《設計資料密集型應用》——第一章原文+翻譯(上)
Reliable,Scalable,and Maintainable Applications(可靠,可伸縮,可維護的應用)
Many applications today are data-intensive, as opposed to compute-intensive. Raw CPU power is rarely limiting factor for these application—bigger problems are usually the amount of data, the complexity of data, the speed at which it is changing.
與計算密集型應用相對的,當今的很多應用都是資料密集型應用。這些應用很少受限於原始的CPU計算能力,更多的受限於資料的體量、資料的複雜度以及資料改變的速度。
A data-intensive application is typically built from standard building blocks that provide commonly need functionality. For example, many application need to:
- Store data so that they, or another application, can find it again later (databases)
- Remember the result of an expensive operation, so speed up reads (caches)
- Allow users to search data by keyword or filter it in various ways. (Search indexes)
- Send a message to another process, to be handled asynchronously (stream process)

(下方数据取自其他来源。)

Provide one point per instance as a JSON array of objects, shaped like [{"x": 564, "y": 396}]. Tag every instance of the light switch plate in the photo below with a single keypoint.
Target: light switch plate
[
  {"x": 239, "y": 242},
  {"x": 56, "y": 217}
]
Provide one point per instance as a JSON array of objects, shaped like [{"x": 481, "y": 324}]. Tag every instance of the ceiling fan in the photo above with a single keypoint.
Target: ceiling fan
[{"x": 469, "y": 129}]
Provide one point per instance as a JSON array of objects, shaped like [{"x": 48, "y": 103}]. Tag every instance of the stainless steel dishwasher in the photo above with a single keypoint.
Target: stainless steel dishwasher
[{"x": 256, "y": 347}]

- Periodically crunch a large amount of accumulated data (batch process)
資料密集型應用通常由一些能夠提供常見功能的標準構建塊構建而成。例如,很多應用都需要下面的功能:
- 儲存資料方便日後供自己或者其他應用訪問(資料庫)。
- 記住一些開銷大的操作,加快資料讀取(快取)。
- 允許使用者根據關鍵字搜尋,使用各種方式查詢資料(搜尋)
- 將訊息傳送至其他的程序,進行非同步處理(流式處理)
- 間斷性的處理累積的歷史資料(批處理)
If that sounds painfully obvious, that’s just because these data systems are such a successful abstractions: we use them all the time without thinking too much. When building an application, most engineers wouldn’t dream of writing a new data storage engine from scratch, because databases are a good tool for the job.
如果上面的這些功能聽起來極其的平淡無奇,只是因為這些資料系統做到了非常成功的抽象:我們不需要考慮太多問題就可以非常輕鬆的使用它們。在開發應用時,大部分的軟體工程師不會幻想著開發一個新的資料儲存引擎,因為有現成的資料庫供我們直接使用。
But reality is not that simple. There are many database systems with different characteristics, because different applications have different requirements. There are various approaches to caching, several ways to search indexes, and so on. When building an application, we still need to figure out which tools and which approaches are the most appropriate for the job at hand. And it can be hard to combine tools when you need to do something that a single tool cannot do alone.
但是現實不是那麼簡單。因為不同的應用有不同的需求,導致出現了不同種類的資料庫系統。例如實現快取的方法有很多,實現搜尋索引的方式也有一些,其他情況也類似。所以在構建應用時,我們必須明確哪些才是最適合系統的工具和方法。另外,當單一的工具不能滿足需求時就需要組合多種工具,工具的組合使用也不是那麼容易。
This book is a journey through both the principles and the practicalities of data systems, and how you can use them to build data-intensive applications. We will explore what different Tools have in common, what distinguish them, and how they achieve their characteristics.
這本書自始至終講解的是資料系統的原理以及實踐,告訴你怎麼使用這些資料系統構建資料密集型應用。我們將會探討不同的資料系統之間的相同點和不同點,以及它們的實現原理。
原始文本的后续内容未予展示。